Director Gillian Robespierre makes her debut with a romantic comedy built around an aspiring comedian you'll either find funny or annoying. I leaned toward the latter view, which undoubtedly colored my opinion about this widely praised indie.
Jenny Slate's Donna Stern works at a bookstore that's going out of business and performs her personalized comic routines in a low-grade nightspot.
On stage, Donna talks about herself in ways that mix self-deprecation and hostility. She's one of those comics who giggles at her own jokes, which, as I've said, didn't do much to move the needle on my laugh meter.
And that would have been fine had the movie recognized that Donna may be marking time before she gets on with her "real" life. I'm not sure it does.
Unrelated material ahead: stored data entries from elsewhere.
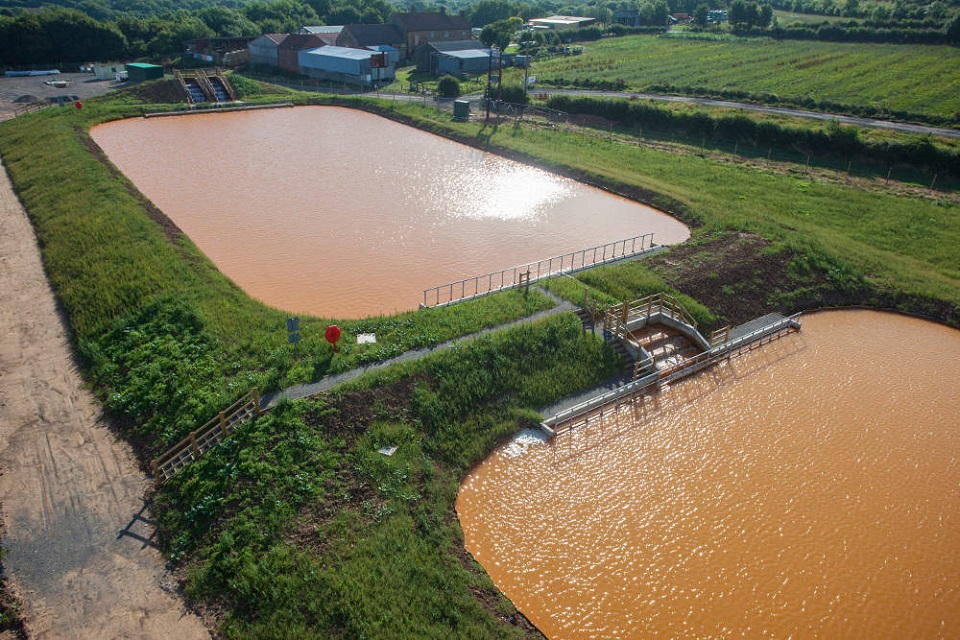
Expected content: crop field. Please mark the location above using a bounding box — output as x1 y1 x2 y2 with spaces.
532 35 960 119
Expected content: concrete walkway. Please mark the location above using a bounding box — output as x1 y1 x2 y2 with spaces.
261 289 578 409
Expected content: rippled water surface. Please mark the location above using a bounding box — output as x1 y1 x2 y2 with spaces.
457 310 960 638
91 106 688 317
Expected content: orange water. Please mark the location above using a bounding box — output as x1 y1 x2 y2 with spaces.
456 310 960 638
90 106 688 318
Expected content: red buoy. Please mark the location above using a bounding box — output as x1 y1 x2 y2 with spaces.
325 325 341 352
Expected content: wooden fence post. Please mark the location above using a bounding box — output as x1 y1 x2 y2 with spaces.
189 432 200 458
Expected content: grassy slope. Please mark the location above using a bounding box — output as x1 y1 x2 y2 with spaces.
532 35 960 118
0 79 957 637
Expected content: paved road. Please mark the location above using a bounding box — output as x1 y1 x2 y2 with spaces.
531 88 960 140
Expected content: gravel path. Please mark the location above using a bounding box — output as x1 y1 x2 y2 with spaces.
262 291 578 408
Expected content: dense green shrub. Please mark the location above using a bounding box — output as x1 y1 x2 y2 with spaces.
546 95 960 176
436 75 460 98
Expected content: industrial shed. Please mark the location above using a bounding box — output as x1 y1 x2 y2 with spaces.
298 45 396 85
527 15 596 30
248 34 287 68
277 34 327 74
126 63 163 82
435 48 494 76
414 40 486 73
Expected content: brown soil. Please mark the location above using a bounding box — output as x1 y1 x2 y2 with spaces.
0 157 210 639
645 231 811 327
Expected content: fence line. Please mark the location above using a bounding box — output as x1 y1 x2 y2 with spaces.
151 388 261 485
422 233 657 308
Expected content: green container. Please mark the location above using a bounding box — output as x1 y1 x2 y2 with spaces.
453 99 470 120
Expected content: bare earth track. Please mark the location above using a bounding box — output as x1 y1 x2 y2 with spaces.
0 154 209 638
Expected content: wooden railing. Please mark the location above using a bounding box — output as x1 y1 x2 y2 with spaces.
151 388 261 485
605 292 699 340
422 233 657 308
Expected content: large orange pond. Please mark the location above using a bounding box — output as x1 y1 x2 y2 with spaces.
91 106 689 318
457 310 960 638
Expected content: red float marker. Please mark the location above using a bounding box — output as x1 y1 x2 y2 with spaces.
325 324 341 352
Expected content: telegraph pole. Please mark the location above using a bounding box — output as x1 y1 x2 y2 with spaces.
486 45 494 121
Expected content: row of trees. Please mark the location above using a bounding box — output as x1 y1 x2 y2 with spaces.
2 0 957 66
0 0 394 65
547 94 960 176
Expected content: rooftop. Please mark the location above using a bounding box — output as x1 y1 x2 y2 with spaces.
393 11 470 32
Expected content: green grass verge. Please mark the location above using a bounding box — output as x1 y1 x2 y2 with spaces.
157 313 617 638
531 35 960 120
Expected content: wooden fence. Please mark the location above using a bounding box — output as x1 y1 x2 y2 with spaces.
151 388 261 485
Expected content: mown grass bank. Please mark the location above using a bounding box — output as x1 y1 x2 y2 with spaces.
0 78 956 636
530 35 960 123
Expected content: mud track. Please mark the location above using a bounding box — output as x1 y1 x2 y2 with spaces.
0 157 209 639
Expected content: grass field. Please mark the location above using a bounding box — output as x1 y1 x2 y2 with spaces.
532 35 960 119
0 78 957 636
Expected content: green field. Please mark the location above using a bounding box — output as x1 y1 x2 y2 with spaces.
532 35 960 119
0 78 957 636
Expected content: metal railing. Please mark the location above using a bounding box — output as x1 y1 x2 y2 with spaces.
422 233 657 308
544 313 801 435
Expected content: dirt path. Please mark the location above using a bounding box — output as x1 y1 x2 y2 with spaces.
0 157 209 639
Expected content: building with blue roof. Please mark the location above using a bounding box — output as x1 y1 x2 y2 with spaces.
298 45 396 85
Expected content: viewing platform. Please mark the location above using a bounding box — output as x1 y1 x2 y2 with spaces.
542 295 801 436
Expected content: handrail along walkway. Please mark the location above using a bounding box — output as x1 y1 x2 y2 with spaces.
544 313 801 436
422 233 658 308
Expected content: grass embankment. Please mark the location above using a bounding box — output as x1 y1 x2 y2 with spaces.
0 76 957 637
531 35 960 123
157 313 618 637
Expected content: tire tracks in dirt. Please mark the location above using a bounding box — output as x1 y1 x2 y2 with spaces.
0 156 209 639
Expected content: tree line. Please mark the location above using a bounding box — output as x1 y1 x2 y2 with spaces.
1 0 957 67
0 0 393 65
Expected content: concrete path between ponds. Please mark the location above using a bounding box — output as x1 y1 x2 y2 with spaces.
261 290 578 410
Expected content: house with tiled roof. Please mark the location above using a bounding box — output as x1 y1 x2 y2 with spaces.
390 10 472 60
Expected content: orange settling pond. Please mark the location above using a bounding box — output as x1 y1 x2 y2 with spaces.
457 310 960 638
91 106 689 318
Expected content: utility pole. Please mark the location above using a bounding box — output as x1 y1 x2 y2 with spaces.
486 45 494 121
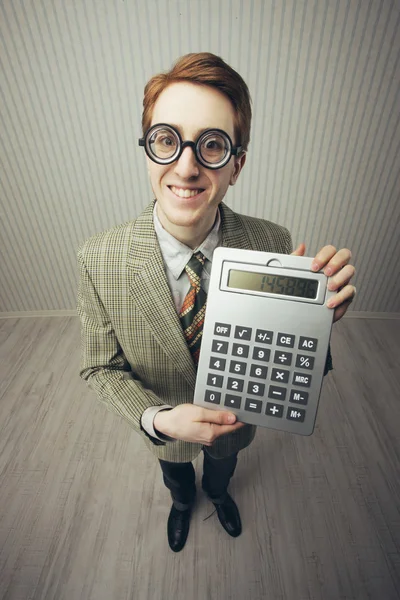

Slate (familiar from TV's Bob's Burgers, Parks and Recreation and Kroll Show) doesn't do much to take her character beneath the surface. Donna's a self-absorbed young woman with divorced parents: an artsy-fartsy, puppeteer father (Richard Kind) and a strictly business mom (Polly Draper).
Early on, Donna is dumped by her boyfriend (Paul Briganti). He's put off by the fact that she discusses their relationship on stage, suggesting an under-explored and interesting subject: What happens when someone uses someone else's life as material?
A distraught Donna tries to rebound with a drunken one-night stand. She sleeps with Max (Jake Lacy), a WASPy guy who happens to find her funny and engaging, and who's also consistently nice.
A night that might have fizzled into memory persists when Donna discovers that she's pregnant. She's smart enough to know that she's not ready for motherhood, and never wavers in her desire to have an abortion.
That's not to say that she's callous about it: Donna understands that she's making a big decision, and she eventually has a conversation with her mother about it.
Mom knows what life was like before Roe vs. Wade. It's the opposite with Donna. We're talking about a young woman who has grown up with abortion and accepts it -- although she probably never thought she'd find herself in a position where she needed one.
Meanwhile, Lacy's Max persists in his pursuit of Donna. He doesn't know she's pregnant, and sees a possibility for a deeper relationship.
There's not much supporting cast here. Gaby Hoffmann has a nice turn as Donna's best friend; and Gabe Leiderman plays a gay comic who's also one of Donna's pals.
Obvious Child is bound to connect with lots of young women: For me, the movie would have worked better had Donna been something other than mediocre stand-up comic. Many of her routines are sprinkled, Louie-like throughout the movie, a ploy that, for me, just didn't work.
Obvious Child does, however, lower the volume of talk about abortion, allowing a female character to treat it as a part of life -- not a happy one, but one that is not necessarily ruinous or soul-shattering, either.
That statement deserved a more substantial movie.